A process manager overrides three methods -- RegisterEventHandlers() for state, RegisterCommandHandlers() for decisions, and RegisterEventRoutes() for responses:
public class InterLibraryLoan : Process<LoanCommand, LoanEvent, LoanState>
{
// State — pure event folding, same as aggregates
protected override EventHandlers<LoanEvent, LoanState> RegisterEventHandlers() =>
Events
.On<LoanEvent.Requested>((s, e) =>
s with { Status = LoanStatus.AwaitingTransfer, PatronId = e.PatronId,
BookId = e.BookId, PartnerLibraryId = e.PartnerLibraryId })
.On<LoanEvent.BookReceived>((s, _) => s with { Status = LoanStatus.Active })
.On<LoanEvent.Cancelled>((s, _) => s with { Status = LoanStatus.Cancelled })
.On<LoanEvent.Returned>((s, _) => s with { Status = LoanStatus.Returned })
.Build();
// Decisions — async, with service access and dispatch
protected override AsyncCommandHandlers<LoanCommand, LoanEvent, LoanState>
RegisterCommandHandlers() =>
Commands
.On<LoanCommand.RequestLoan>(async (state, cmd, ctx) =>
{
if (state.Status != LoanStatus.NotStarted)
return Then.Reject("Loan already started");
return Then
.Persist(new LoanEvent.Requested(cmd.PatronId, cmd.BookId, cmd.PartnerLibraryId))
.AndDispatch(
Dispatch.To(cmd.BookId, new BorrowBook(cmd.PatronId))
.WithProcessId(cmd.LoanId));
})
.Build();
// Responses — external events route back via ProcessId in metadata
protected override EventRoutes RegisterEventRoutes() =>
Routes
.OnProcessEvent<BookBorrowed>((evt, loanId) =>
new LoanCommand.TransferConfirmed(loanId))
.Build();
}Process managers differ from aggregates in three ways: command handlers are async with service access (ctx.Service<T>()), they can dispatch commands to other aggregates (Dispatch.To().WithProcessId()), and external events route back to them (Routes.OnProcessEvent<>()). Orleans provides single-writer semantics under the hood.
See Process Managers for the full guide.
The Decider pattern
Every Nagare aggregate follows the Decider pattern: three functions that capture the entire lifecycle.

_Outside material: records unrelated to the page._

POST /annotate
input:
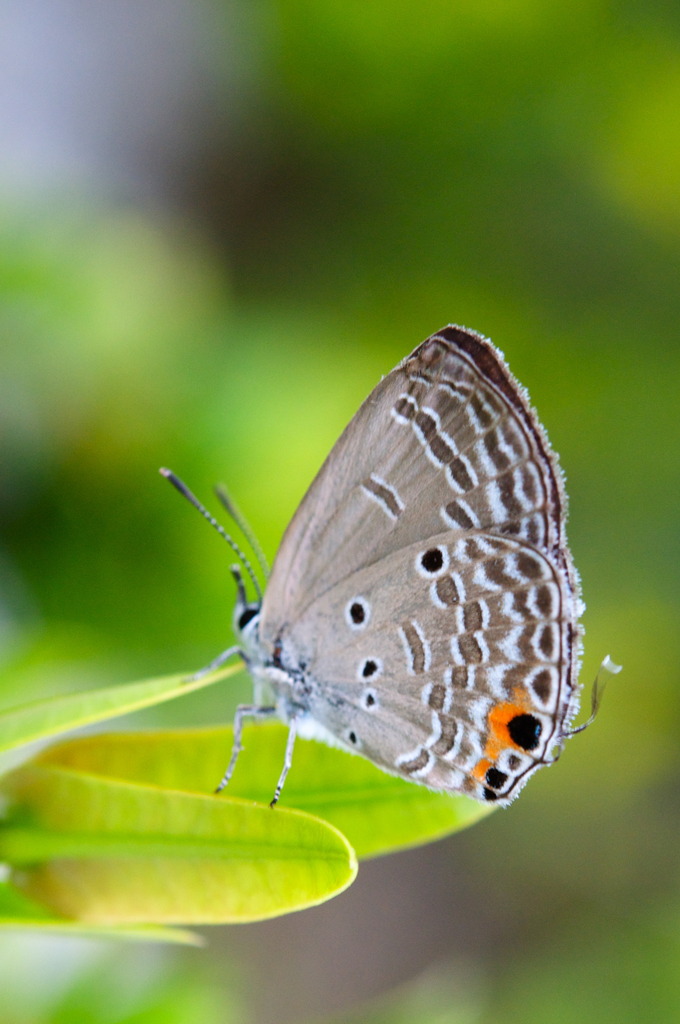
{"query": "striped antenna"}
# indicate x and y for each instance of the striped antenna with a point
(245, 527)
(183, 489)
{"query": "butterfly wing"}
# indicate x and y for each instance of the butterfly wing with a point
(424, 584)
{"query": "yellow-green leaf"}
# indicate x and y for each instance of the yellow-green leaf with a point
(377, 812)
(111, 852)
(55, 715)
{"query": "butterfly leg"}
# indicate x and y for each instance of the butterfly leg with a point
(215, 664)
(243, 711)
(288, 761)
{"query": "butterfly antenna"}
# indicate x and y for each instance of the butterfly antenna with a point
(183, 489)
(245, 527)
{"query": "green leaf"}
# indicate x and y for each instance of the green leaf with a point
(17, 911)
(110, 852)
(54, 715)
(377, 812)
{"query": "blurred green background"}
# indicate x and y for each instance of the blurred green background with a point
(220, 223)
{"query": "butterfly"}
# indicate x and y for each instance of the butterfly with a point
(423, 607)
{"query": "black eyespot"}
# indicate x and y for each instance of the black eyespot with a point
(432, 560)
(356, 612)
(246, 615)
(496, 778)
(525, 731)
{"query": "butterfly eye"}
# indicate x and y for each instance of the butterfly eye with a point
(246, 615)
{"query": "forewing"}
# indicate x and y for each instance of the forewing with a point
(444, 455)
(454, 677)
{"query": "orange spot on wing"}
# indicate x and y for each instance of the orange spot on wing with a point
(499, 735)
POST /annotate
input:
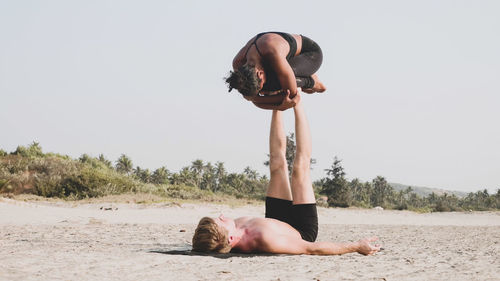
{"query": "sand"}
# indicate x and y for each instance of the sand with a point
(103, 241)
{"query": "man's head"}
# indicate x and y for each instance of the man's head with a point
(211, 235)
(247, 79)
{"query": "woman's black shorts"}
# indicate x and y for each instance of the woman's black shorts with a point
(303, 217)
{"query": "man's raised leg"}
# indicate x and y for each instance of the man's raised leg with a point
(279, 185)
(302, 191)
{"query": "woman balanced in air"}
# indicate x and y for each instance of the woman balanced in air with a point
(272, 63)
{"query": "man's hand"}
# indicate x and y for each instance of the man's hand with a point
(365, 247)
(289, 102)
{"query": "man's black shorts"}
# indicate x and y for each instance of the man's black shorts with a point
(303, 217)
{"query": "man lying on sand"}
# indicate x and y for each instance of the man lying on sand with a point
(291, 222)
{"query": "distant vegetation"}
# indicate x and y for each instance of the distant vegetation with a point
(29, 170)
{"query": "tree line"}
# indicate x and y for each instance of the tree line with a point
(29, 170)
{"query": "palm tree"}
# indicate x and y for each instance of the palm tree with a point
(220, 175)
(124, 164)
(105, 161)
(160, 176)
(197, 167)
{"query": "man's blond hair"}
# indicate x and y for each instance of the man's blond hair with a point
(209, 237)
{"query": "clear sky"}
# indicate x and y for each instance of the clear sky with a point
(413, 86)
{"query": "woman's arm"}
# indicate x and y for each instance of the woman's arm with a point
(240, 58)
(297, 246)
(283, 102)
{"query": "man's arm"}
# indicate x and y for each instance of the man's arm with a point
(297, 246)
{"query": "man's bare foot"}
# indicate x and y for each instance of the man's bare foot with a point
(365, 247)
(318, 87)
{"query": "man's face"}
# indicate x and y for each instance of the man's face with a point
(225, 223)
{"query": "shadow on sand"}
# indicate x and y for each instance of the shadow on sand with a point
(186, 251)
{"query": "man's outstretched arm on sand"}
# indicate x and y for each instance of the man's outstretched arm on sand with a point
(295, 246)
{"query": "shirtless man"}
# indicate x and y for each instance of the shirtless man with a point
(291, 223)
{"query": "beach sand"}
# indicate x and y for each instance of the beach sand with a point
(104, 241)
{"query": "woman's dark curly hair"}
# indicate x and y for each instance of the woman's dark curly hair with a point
(244, 79)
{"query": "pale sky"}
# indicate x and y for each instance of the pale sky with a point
(413, 86)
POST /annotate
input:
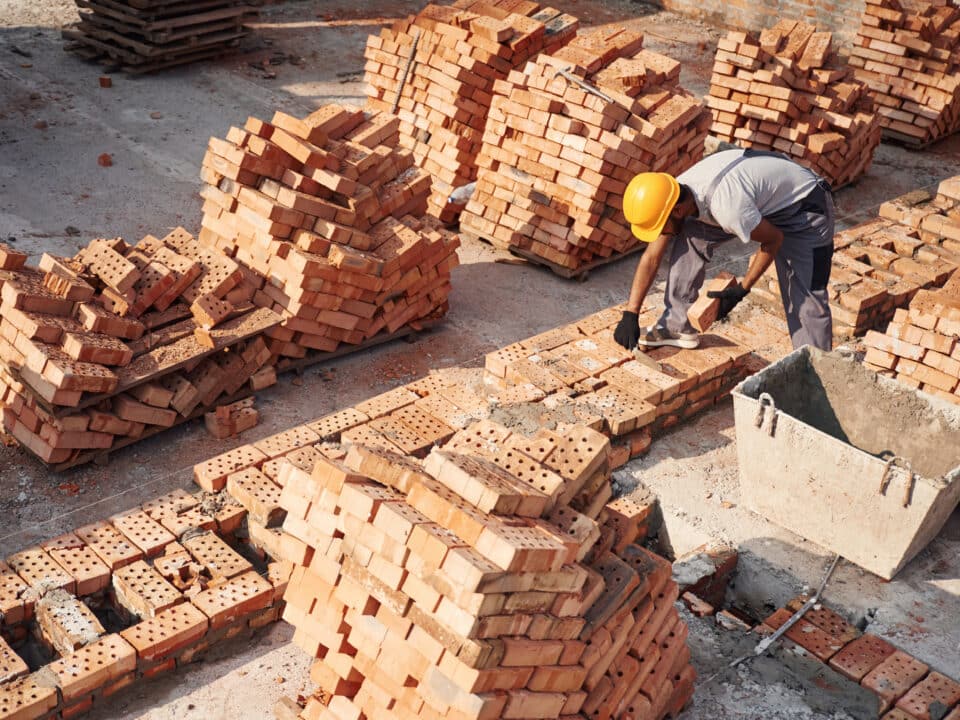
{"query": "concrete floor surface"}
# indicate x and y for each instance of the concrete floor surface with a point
(55, 121)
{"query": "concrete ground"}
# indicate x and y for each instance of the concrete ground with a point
(55, 121)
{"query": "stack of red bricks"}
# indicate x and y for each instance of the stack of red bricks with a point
(880, 265)
(785, 91)
(906, 688)
(556, 159)
(119, 341)
(437, 70)
(484, 581)
(329, 210)
(907, 54)
(920, 347)
(166, 577)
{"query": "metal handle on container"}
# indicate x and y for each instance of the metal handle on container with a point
(903, 464)
(763, 402)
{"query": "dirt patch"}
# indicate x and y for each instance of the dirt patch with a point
(845, 400)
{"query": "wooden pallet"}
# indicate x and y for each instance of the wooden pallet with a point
(101, 456)
(580, 273)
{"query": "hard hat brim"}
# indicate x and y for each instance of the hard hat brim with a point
(650, 234)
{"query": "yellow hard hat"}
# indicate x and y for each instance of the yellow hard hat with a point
(647, 203)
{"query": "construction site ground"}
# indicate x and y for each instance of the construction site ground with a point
(55, 120)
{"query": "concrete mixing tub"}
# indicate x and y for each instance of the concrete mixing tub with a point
(853, 461)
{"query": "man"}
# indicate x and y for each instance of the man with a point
(756, 197)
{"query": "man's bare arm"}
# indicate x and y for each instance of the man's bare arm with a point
(646, 272)
(770, 238)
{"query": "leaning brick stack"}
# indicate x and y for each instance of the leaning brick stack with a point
(479, 583)
(920, 347)
(442, 95)
(785, 91)
(329, 210)
(120, 342)
(556, 159)
(119, 601)
(908, 54)
(880, 265)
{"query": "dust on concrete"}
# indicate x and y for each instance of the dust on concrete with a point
(844, 399)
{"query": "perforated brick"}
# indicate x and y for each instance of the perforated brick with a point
(212, 474)
(861, 656)
(89, 572)
(93, 666)
(934, 691)
(144, 532)
(521, 548)
(282, 443)
(192, 519)
(66, 622)
(386, 403)
(16, 604)
(26, 698)
(173, 502)
(894, 676)
(11, 665)
(238, 596)
(109, 544)
(37, 568)
(330, 426)
(167, 633)
(258, 494)
(219, 558)
(143, 591)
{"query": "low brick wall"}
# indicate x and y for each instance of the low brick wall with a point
(842, 17)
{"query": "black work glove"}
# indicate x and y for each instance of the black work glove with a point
(628, 330)
(729, 298)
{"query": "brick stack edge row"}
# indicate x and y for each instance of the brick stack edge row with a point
(556, 159)
(879, 266)
(908, 54)
(454, 558)
(121, 341)
(785, 91)
(442, 63)
(331, 212)
(126, 599)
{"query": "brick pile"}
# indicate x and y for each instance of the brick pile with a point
(556, 159)
(919, 347)
(123, 600)
(329, 210)
(443, 100)
(906, 688)
(908, 54)
(148, 36)
(118, 342)
(786, 91)
(880, 265)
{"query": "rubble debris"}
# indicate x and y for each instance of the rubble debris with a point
(785, 90)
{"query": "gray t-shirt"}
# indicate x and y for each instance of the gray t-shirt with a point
(755, 188)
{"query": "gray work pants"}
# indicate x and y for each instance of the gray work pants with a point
(803, 269)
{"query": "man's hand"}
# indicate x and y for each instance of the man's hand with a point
(729, 298)
(628, 330)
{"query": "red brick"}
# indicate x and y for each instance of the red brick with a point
(894, 677)
(861, 656)
(167, 633)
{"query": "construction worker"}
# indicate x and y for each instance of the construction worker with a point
(756, 197)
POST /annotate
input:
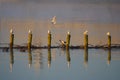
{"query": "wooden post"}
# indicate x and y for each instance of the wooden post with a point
(86, 39)
(29, 39)
(49, 39)
(11, 39)
(68, 40)
(109, 40)
(49, 58)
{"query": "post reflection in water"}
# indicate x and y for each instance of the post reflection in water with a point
(29, 58)
(49, 58)
(109, 57)
(37, 59)
(85, 57)
(11, 59)
(68, 57)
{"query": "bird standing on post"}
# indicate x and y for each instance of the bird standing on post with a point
(53, 20)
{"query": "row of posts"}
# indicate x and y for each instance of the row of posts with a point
(50, 37)
(68, 58)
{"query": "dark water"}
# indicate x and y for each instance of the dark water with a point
(60, 65)
(98, 17)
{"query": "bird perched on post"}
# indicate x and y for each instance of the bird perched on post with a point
(63, 43)
(53, 20)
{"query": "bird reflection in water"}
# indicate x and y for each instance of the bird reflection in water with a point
(86, 57)
(11, 59)
(49, 58)
(109, 57)
(29, 58)
(68, 57)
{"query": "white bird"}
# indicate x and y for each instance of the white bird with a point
(63, 43)
(53, 20)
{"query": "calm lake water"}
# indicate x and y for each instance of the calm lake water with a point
(97, 18)
(58, 64)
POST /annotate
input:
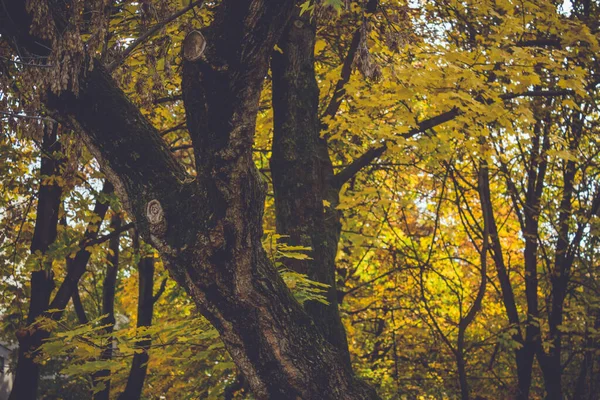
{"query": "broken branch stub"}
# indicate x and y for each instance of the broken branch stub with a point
(194, 45)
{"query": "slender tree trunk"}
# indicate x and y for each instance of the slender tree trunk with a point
(302, 173)
(108, 309)
(139, 365)
(42, 280)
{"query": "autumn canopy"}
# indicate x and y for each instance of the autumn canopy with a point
(278, 199)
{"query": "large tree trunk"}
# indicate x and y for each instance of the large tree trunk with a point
(42, 281)
(208, 228)
(302, 173)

| Function | Signature | Purpose |
|---|---|---|
decide | (state, command) → events | Business rules |
evolve | (state, event) → state | State transitions |
initialState | () → state | Starting point |
RegisterCommandHandlers is decide. RegisterEventHandlers is evolve. Default is initialState. The pattern works the same whether your aggregate handles one event or a thousand.
Putting it together
- Commands carry intent into the system
- Aggregates apply business rules to accept or reject
- Events record what happened, immutably
- State is rebuilt from events (the left fold)
- Projections build read models from events
- Subscriptions deliver events to projections
- Process managers coordinate across boundaries (when needed)
The event store is the single source of truth. State, read models, search indexes, analytics: all derived. If any derived view goes wrong, rebuild it from the events.